His potential success relies heavily on the experience and decisions of Maggie Raster, a political consultant in the midst of her own personal and professional crisis, who he approaches for assistance. Facing her own adversity and reluctance, she must decide whether to agree to help – in return for a portion of the potential $20 million prize.
Schorr says that the tragic dichotomy of the North Korean casino, where a brutal, restrictive regime opens up gambling activities for foreigners, was part of the inspiration for the highly divisive international poker tournament in Final Table. For many across the world, the tournament is rightfully a subject of intense condemnation and boycotts, but for Kyler and others, it may be a last hope to overcome hardships and life challenges – some self-inflicted, others the result of cruel, vindictive acts of former friends.
From a sleepy neighborhood home game, to the WSOP, to a third-world dictator’s contentious propaganda poker tournament, the novel covers a myriad of events across the globe with compelling, unexpected plot twists, original characters, and engaging, entertaining poker hand analysis.
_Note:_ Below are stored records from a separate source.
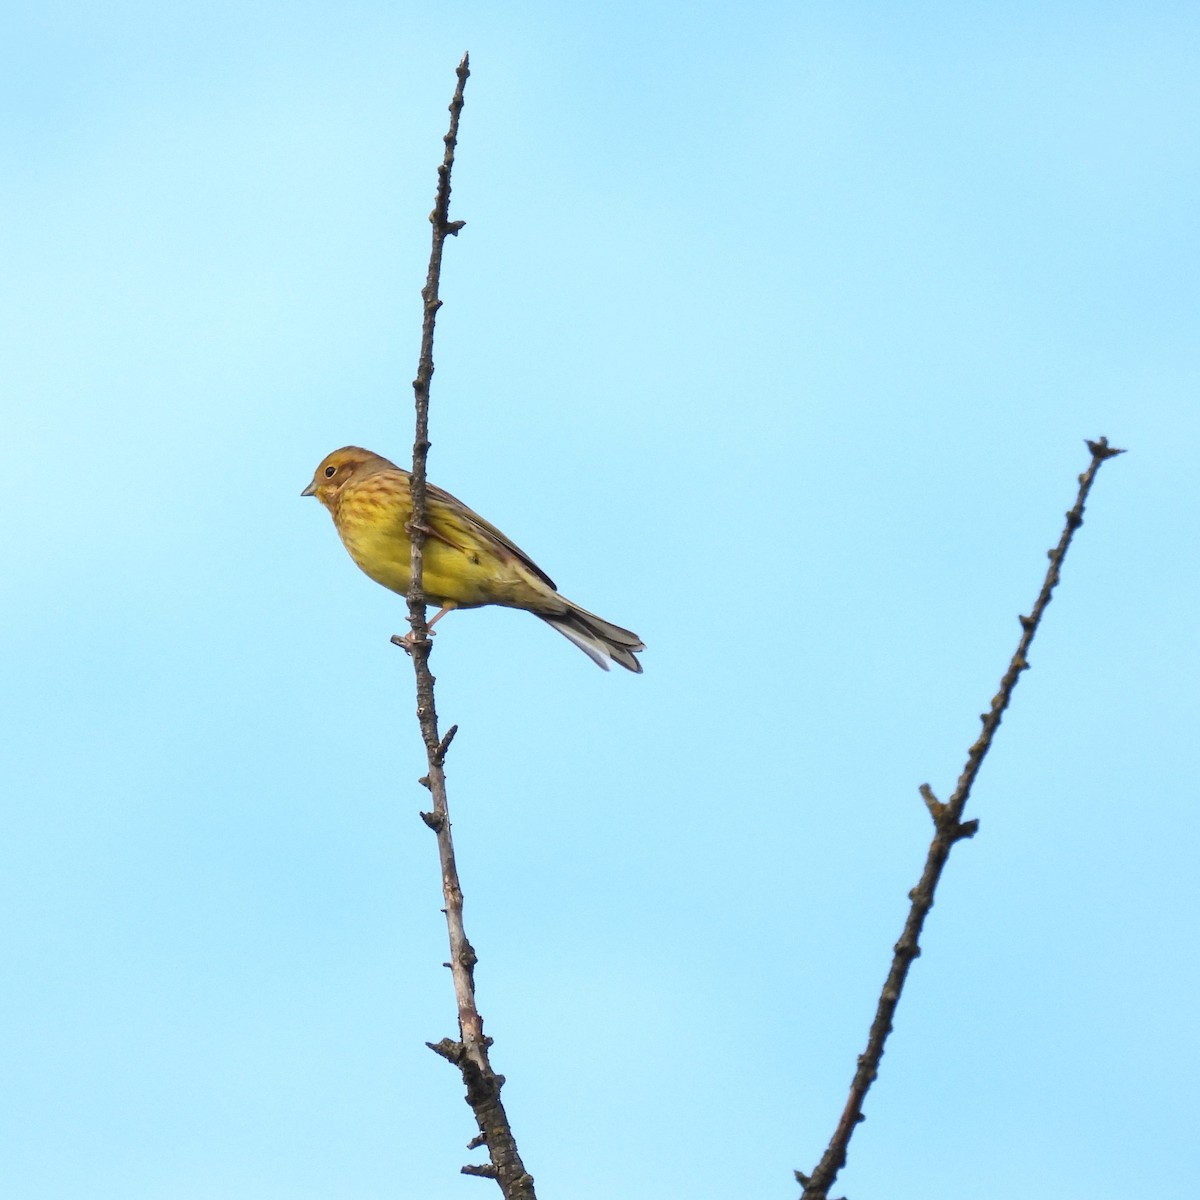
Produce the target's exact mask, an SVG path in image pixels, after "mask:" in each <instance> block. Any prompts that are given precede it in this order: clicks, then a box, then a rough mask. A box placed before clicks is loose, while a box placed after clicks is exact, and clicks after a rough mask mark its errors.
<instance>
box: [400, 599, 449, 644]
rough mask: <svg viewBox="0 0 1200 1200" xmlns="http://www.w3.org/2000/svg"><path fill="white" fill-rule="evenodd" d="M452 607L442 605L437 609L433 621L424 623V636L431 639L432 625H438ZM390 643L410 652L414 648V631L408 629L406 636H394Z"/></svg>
mask: <svg viewBox="0 0 1200 1200" xmlns="http://www.w3.org/2000/svg"><path fill="white" fill-rule="evenodd" d="M454 607H455V605H452V604H444V605H443V606H442V607H440V608H438V611H437V612H436V613H434V614H433V619H432V620H428V622H426V623H425V632H426V634H428V635H430V637H432V636H433V626H434V625H436V624H437V623H438V622H439V620H440V619H442V618H443V617H444V616H445V614H446V613H448V612H450V610H451V608H454ZM392 641H394V642H395V643H396V644H397V646H403V647H404V649H406V650H410V649H412V648H413V647H414V646H415V644H416V630H413V629H410V630H409V631H408V632H407V634H406V635H404V636H403V637H401V636H400V635H398V634H397V635H396V636H395V637H394V638H392Z"/></svg>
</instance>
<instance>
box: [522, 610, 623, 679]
mask: <svg viewBox="0 0 1200 1200" xmlns="http://www.w3.org/2000/svg"><path fill="white" fill-rule="evenodd" d="M562 599H563V600H564V602H565V604H566V606H568V608H566V612H556V613H546V612H540V613H538V616H539V617H541V619H542V620H544V622H546V624H547V625H551V626H553V628H554V629H557V630H558V631H559V632H560V634H562V635H563V637H565V638H568V640H569V641H571V642H574V643H575V644H576V646H577V647H578V648H580V649H581V650H583V653H584V654H586V655H587V656H588V658H589V659H592V661H593V662H594V664H595V665H596V666H598V667H604V670H605V671H607V670H608V664H610V662H619V664H620V665H622V666H623V667H624V668H625V670H626V671H632V672H634V673H635V674H641V673H642V664H641V662H638V661H637V659H635V658H634V655H635V654H637V653H638V652H640V650H644V649H646V647H644V646H643V644H642V640H641V638H640V637H638V636H637V634H631V632H630V631H629V630H628V629H622V628H620V625H613V624H612V622H608V620H605V619H604V618H602V617H598V616H596V614H595V613H593V612H588V611H587V610H586V608H581V607H580V606H578V605H577V604H572V602H571V601H570V600H566V599H565V596H564V598H562Z"/></svg>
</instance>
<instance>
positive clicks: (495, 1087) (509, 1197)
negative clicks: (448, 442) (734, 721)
mask: <svg viewBox="0 0 1200 1200" xmlns="http://www.w3.org/2000/svg"><path fill="white" fill-rule="evenodd" d="M469 67H470V64H469V60H468V56H467V55H466V54H464V55H463V59H462V62H460V64H458V71H457V74H458V86H457V88H456V89H455V94H454V100H452V101H451V102H450V132H449V133H446V136H445V139H444V140H445V156H444V157H443V161H442V166H440V167H438V190H437V199H436V202H434V205H433V211H432V212H431V214H430V222H431V223H432V226H433V248H432V251H431V253H430V270H428V275H427V276H426V280H425V287H424V288H422V289H421V299H422V300H424V301H425V319H424V322H422V325H421V356H420V361H419V364H418V371H416V378H415V379H414V380H413V394H414V400H415V404H416V437H415V439H414V442H413V474H412V479H410V487H412V498H413V512H412V520H410V526H409V535H410V538H412V544H413V552H412V560H410V562H412V582H410V584H409V588H408V614H409V622H410V623H412V626H413V634H412V643H410V644H409V643H404V642H402V644H406V648H408V649H410V650H412V654H413V668H414V671H415V672H416V716H418V720H419V721H420V725H421V738H422V739H424V742H425V751H426V757H427V760H428V768H430V770H428V774H427V775H426V776H424V778H422V780H421V782H422V784H424V785H425V786H426V787H428V790H430V793H431V794H432V797H433V811H432V812H422V814H421V818H422V820H424V821H425V823H426V824H427V826H428V827H430V828H431V829H433V830H434V833H436V834H437V838H438V858H439V859H440V863H442V893H443V896H444V899H445V910H444V911H445V914H446V929H448V931H449V935H450V964H449V966H450V973H451V977H452V978H454V990H455V998H456V1001H457V1004H458V1038H460V1040H457V1042H451V1040H449V1039H448V1038H446V1039H443V1040H442V1042H439V1043H437V1044H432V1043H431V1044H430V1049H431V1050H433V1051H436V1052H437V1054H439V1055H442V1057H444V1058H446V1060H449V1061H450V1062H452V1063H454V1064H455V1066H456V1067H457V1068H458V1069H460V1070H461V1072H462V1079H463V1082H464V1084H466V1085H467V1103H468V1104H469V1105H470V1106H472V1110H473V1111H474V1114H475V1121H476V1122H478V1124H479V1136H478V1138H476V1139H473V1141H472V1146H473V1147H475V1146H480V1145H486V1146H487V1150H488V1154H490V1156H491V1164H488V1165H484V1166H464V1168H463V1169H462V1170H463V1174H467V1175H481V1176H485V1177H491V1178H494V1180H496V1181H497V1182H498V1183H499V1186H500V1192H502V1193H503V1194H504V1198H505V1200H535V1196H534V1189H533V1178H532V1177H530V1175H529V1174H528V1172H527V1171H526V1169H524V1164H523V1163H522V1162H521V1156H520V1154H518V1153H517V1145H516V1140H515V1139H514V1136H512V1129H511V1127H510V1126H509V1120H508V1116H506V1114H505V1111H504V1105H503V1104H502V1103H500V1087H502V1086H503V1085H504V1076H503V1075H498V1074H497V1073H496V1072H494V1070H493V1069H492V1064H491V1062H490V1061H488V1056H487V1048H488V1046H490V1045H491V1038H488V1037H485V1034H484V1019H482V1016H480V1015H479V1009H478V1008H476V1007H475V978H474V970H475V961H476V960H475V952H474V949H473V948H472V944H470V942H468V941H467V932H466V930H464V928H463V922H462V888H461V886H460V883H458V869H457V866H456V865H455V856H454V841H452V839H451V836H450V811H449V808H448V804H446V780H445V770H444V767H443V761H444V758H445V755H446V751H448V749H449V748H450V742H451V739H452V738H454V734H455V731H456V727H455V726H451V728H450V731H449V732H448V733H446V736H445V738H440V737H439V736H438V714H437V707H436V704H434V701H433V676H432V674H431V673H430V649H431V643H430V637H428V628H427V625H426V622H425V596H424V593H422V590H421V578H422V574H421V571H422V559H424V547H425V536H426V479H425V464H426V460H427V457H428V451H430V380H431V379H432V378H433V326H434V322H436V320H437V313H438V308H440V307H442V301H440V300H439V299H438V284H439V281H440V275H442V247H443V245H444V242H445V240H446V238H449V236H452V235H455V234H457V233H458V230H460V229H461V228H462V227H463V222H462V221H450V218H449V211H450V170H451V168H452V167H454V151H455V145H456V143H457V139H458V118H460V114H461V113H462V94H463V88H466V85H467V78H468V76H469V74H470V68H469ZM392 641H402V640H398V638H392Z"/></svg>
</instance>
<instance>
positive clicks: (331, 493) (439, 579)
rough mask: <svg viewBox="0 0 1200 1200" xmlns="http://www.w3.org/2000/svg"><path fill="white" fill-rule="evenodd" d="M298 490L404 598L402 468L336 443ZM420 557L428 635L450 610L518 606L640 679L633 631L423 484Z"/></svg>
mask: <svg viewBox="0 0 1200 1200" xmlns="http://www.w3.org/2000/svg"><path fill="white" fill-rule="evenodd" d="M300 494H301V496H316V497H317V499H318V500H320V503H322V504H323V505H324V506H325V508H326V509H329V512H330V515H331V516H332V518H334V524H335V527H336V528H337V533H338V535H340V536H341V539H342V544H343V545H344V546H346V550H347V552H348V553H349V556H350V558H353V559H354V562H355V563H356V564H358V566H359V568H360V569H361V570H362V571H364V572H366V574H367V575H368V576H370V577H371V578H372V580H374V581H376V583H382V584H383V586H384V587H385V588H390V589H391V590H392V592H398V593H400V594H401V595H406V594H407V593H408V584H409V581H410V578H412V566H410V557H409V556H410V550H412V541H410V538H409V523H410V521H412V515H413V502H412V493H410V491H409V473H408V472H407V470H404V468H403V467H397V466H396V464H395V463H394V462H389V460H386V458H384V457H383V456H382V455H377V454H373V452H372V451H370V450H364V449H362V448H361V446H342V449H341V450H335V451H334V452H332V454H330V455H326V456H325V457H324V458H323V460H322V461H320V464H319V466H318V467H317V469H316V472H314V473H313V476H312V482H311V484H308V486H307V487H306V488H305V490H304V491H302V492H301V493H300ZM424 554H425V557H424V568H422V581H421V582H422V588H424V593H425V600H426V602H428V604H432V605H437V606H438V612H437V613H436V614H434V617H433V618H432V619H431V620H430V623H428V629H431V630H432V628H433V626H434V625H436V624H437V623H438V622H439V620H440V619H442V618H443V617H444V616H445V614H446V613H448V612H450V611H452V610H455V608H479V607H481V606H482V605H490V604H492V605H500V606H503V607H506V608H523V610H524V611H526V612H532V613H533V614H534V616H535V617H540V618H541V619H542V620H544V622H546V624H547V625H550V626H551V628H552V629H557V630H558V632H560V634H562V635H563V636H564V637H565V638H568V641H570V642H574V644H575V646H577V647H578V648H580V649H581V650H582V652H583V653H584V654H586V655H587V656H588V658H589V659H592V661H593V662H595V664H596V665H598V666H600V667H602V668H604V670H605V671H607V670H608V665H610V662H618V664H620V666H623V667H625V670H626V671H632V672H634V673H635V674H641V673H642V664H641V662H638V660H637V659H636V658H635V655H636V654H638V653H640V652H641V650H644V649H646V647H644V646H643V644H642V640H641V638H640V637H638V636H637V635H636V634H634V632H631V631H630V630H628V629H622V628H620V625H614V624H612V622H608V620H605V619H604V618H602V617H598V616H596V614H595V613H592V612H588V611H587V610H586V608H581V607H580V606H578V605H577V604H575V602H574V601H571V600H568V599H566V596H564V595H560V594H559V592H558V588H557V586H556V584H554V581H553V580H552V578H551V577H550V576H548V575H547V574H546V572H545V571H544V570H542V569H541V568H540V566H538V565H536V564H535V563H534V562H533V559H532V558H530V557H529V556H528V554H527V553H526V552H524V551H523V550H520V548H518V547H517V546H516V545H515V544H514V542H512V541H511V540H510V539H509V538H506V536H505V535H504V534H503V533H500V530H499V529H497V528H496V526H493V524H492V523H491V522H488V521H485V520H484V518H482V517H481V516H480V515H479V514H478V512H473V511H472V510H470V509H468V508H467V505H466V504H463V503H462V500H457V499H455V497H452V496H451V494H450V493H449V492H444V491H443V490H442V488H440V487H434V486H433V485H432V484H427V485H426V529H425V546H424Z"/></svg>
Setting an international political thriller in the world of tournament poker might seem like an unusual combination, but Schorr says, “To me, they’re a perfect fit. Both involve huge decisions that must be made under extreme stress with incomplete information. And the costs of mistakes in both politics and poker, in the novel and in real life, are often disastrous.”
As for his own poker talent, Schorr describes himself as a good player who greatly enjoys the game and all the camaraderie and excitement it has brought him over the years, but definitely not someone with the skills to turn pro anytime soon.
“For years, I hoped to one day appear in Card Player because of my poker success, but over time it became clear that I lacked the ability to make that a reality, so my backup plan became to write a novel about poker instead.”
When asked what other poker dream he hopes to realize, Schorr says, “I’ve played in a lot of intriguing environments but I’ve actually never entered the WSOP main event. That’s a goal that I need to fulfill. I’m so happy to see the WSOP returning to live play, and I hope to make it there in November. And if I see Phil Helmuth at my table, he better not take too long with his decisions, or else I’m definitely calling the clock.”